Results AF was documented in 24 023 (15.5%) cases. The AF subtypes were new-onset AF with sinus rhythm at discharge (3.7%), new-onset AF with AF at discharge (3.9%), paroxysmal AF (4.9%) and chronic AF (3.0%). The event rate per 100 person-years for the composite cardiovascular outcome (all-cause mortality, MI or ischaemic stroke) was 90.9 in patients with any type of AF versus 45.2 in patients with sinus rhythm, adjusted hazard ratio with 95% CI (HR) 1.28 (1.19 to 1.37). There were no significant differences in the composite cardiovascular outcome between AF subtypes. AF was associated with higher risk of mortality, HR 1.59 (1.41 to 1.80), reinfarction, HR 1.14 (1.05 to 1.24), and ischaemic stroke, HR 2.29 (1.92 to 2.74), respectively. In subgroup analysis, AF was associated with a higher risk of composite cardiovascular outcome in the non-ST-elevation myocardial infarction (NSTEMI) and ST-elevation myocardial infarction (STEMI) cohort, HR 1.24 (1.13 to 1.36) and HR 1.34 (1.21 to 1.48), respectively, with p value for interaction=0.23.

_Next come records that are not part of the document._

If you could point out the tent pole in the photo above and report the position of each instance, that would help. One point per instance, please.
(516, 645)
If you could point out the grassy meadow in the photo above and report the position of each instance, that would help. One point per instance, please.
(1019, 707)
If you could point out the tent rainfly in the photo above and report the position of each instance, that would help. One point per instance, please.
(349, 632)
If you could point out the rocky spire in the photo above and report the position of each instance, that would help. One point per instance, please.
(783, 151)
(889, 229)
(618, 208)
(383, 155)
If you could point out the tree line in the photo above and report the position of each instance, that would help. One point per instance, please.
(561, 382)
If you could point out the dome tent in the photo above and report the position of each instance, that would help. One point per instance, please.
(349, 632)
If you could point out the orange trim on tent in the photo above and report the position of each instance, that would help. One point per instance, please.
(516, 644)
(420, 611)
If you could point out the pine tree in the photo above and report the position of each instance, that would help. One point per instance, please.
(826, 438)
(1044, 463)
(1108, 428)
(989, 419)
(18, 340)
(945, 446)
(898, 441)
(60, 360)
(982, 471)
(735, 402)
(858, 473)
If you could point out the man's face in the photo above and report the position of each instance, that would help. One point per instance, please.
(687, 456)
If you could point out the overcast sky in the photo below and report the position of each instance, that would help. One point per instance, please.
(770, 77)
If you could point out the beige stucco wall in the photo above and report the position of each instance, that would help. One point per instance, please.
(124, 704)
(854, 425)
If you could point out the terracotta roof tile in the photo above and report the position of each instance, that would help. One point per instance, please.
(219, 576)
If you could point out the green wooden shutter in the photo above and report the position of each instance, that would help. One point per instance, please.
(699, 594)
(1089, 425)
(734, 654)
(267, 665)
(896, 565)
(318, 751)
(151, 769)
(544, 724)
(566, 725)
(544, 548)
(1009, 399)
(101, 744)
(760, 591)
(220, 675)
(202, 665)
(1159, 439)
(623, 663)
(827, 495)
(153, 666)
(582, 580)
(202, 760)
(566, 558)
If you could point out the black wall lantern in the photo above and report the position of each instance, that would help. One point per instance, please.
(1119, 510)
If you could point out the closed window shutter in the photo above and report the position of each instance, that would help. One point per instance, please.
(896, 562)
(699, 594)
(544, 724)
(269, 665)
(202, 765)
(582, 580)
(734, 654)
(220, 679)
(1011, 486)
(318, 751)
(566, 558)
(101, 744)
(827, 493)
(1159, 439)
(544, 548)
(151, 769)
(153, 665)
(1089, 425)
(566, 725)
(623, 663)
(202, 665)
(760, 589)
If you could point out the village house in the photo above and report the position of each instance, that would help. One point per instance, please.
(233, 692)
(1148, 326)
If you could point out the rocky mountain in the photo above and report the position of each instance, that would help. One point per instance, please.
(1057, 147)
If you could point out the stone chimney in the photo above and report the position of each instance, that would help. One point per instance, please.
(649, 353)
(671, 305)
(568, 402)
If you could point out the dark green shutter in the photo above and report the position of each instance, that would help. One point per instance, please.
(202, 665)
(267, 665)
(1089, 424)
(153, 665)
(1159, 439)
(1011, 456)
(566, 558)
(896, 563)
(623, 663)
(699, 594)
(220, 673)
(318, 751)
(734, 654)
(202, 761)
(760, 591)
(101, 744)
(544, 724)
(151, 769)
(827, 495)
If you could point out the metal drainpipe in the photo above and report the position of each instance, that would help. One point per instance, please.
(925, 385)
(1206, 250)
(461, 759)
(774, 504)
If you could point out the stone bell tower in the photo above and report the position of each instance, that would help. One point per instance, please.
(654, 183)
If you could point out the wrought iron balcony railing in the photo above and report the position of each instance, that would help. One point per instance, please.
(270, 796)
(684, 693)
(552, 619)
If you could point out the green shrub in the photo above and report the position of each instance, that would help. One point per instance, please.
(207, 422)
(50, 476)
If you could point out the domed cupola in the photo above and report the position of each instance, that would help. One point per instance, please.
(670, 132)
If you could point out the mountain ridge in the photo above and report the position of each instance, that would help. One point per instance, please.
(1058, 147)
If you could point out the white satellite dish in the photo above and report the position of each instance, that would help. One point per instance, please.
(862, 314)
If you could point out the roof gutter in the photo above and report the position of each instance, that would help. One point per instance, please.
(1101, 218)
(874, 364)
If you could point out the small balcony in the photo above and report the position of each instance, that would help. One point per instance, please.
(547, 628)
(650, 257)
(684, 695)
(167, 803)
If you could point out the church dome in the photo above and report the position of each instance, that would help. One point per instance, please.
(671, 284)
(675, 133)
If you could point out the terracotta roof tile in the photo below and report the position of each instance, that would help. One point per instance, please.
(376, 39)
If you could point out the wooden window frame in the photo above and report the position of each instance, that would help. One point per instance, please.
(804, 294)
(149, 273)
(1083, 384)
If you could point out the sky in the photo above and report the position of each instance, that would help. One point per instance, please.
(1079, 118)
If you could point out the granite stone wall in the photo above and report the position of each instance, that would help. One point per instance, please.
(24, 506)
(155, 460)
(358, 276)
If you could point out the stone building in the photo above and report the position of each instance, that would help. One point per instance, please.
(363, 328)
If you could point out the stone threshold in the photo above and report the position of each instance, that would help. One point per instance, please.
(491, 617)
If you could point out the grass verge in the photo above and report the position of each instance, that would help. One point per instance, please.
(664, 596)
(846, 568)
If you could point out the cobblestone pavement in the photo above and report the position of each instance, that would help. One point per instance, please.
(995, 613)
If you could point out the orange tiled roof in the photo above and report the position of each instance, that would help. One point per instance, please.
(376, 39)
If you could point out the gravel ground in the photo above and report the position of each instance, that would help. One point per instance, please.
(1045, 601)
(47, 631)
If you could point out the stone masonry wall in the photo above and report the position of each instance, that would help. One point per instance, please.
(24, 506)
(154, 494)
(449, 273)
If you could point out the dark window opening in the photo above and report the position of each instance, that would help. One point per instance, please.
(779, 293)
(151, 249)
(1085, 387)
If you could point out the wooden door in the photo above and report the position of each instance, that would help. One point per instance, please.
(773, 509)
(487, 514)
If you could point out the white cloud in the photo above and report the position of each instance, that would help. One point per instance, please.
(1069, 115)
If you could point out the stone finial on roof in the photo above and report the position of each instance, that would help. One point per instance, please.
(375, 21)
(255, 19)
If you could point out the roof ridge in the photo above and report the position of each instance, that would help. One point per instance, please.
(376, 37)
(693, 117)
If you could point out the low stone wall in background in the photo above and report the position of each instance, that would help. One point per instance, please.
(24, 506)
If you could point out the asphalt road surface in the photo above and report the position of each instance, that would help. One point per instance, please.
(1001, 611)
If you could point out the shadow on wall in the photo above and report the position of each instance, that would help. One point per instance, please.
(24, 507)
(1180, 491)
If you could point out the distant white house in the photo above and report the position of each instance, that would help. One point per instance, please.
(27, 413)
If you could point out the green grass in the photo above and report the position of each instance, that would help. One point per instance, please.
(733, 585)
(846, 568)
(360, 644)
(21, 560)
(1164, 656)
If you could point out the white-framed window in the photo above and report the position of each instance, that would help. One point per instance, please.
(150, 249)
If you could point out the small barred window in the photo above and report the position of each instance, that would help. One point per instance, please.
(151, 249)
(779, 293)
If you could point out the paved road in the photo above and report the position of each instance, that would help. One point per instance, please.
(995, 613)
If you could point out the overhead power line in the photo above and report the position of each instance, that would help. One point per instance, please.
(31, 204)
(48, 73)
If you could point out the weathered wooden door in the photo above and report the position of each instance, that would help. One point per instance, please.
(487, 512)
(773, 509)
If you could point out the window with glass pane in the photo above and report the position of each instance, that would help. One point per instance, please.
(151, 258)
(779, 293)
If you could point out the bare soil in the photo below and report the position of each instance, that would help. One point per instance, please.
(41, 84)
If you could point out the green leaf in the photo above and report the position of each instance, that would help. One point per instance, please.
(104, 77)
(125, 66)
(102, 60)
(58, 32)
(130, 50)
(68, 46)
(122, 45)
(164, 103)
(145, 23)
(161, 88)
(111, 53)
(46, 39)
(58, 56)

Conclusions AF is common in the setting of MI and is associated with a higher risk of composite cardiovascular outcome and the individual components; mortality, reinfarction and ischaemic stroke, respectively. No major difference in outcome was observed between AF subtypes. No difference in outcome for AF was observed between the NSTEMI and STEMI cohort.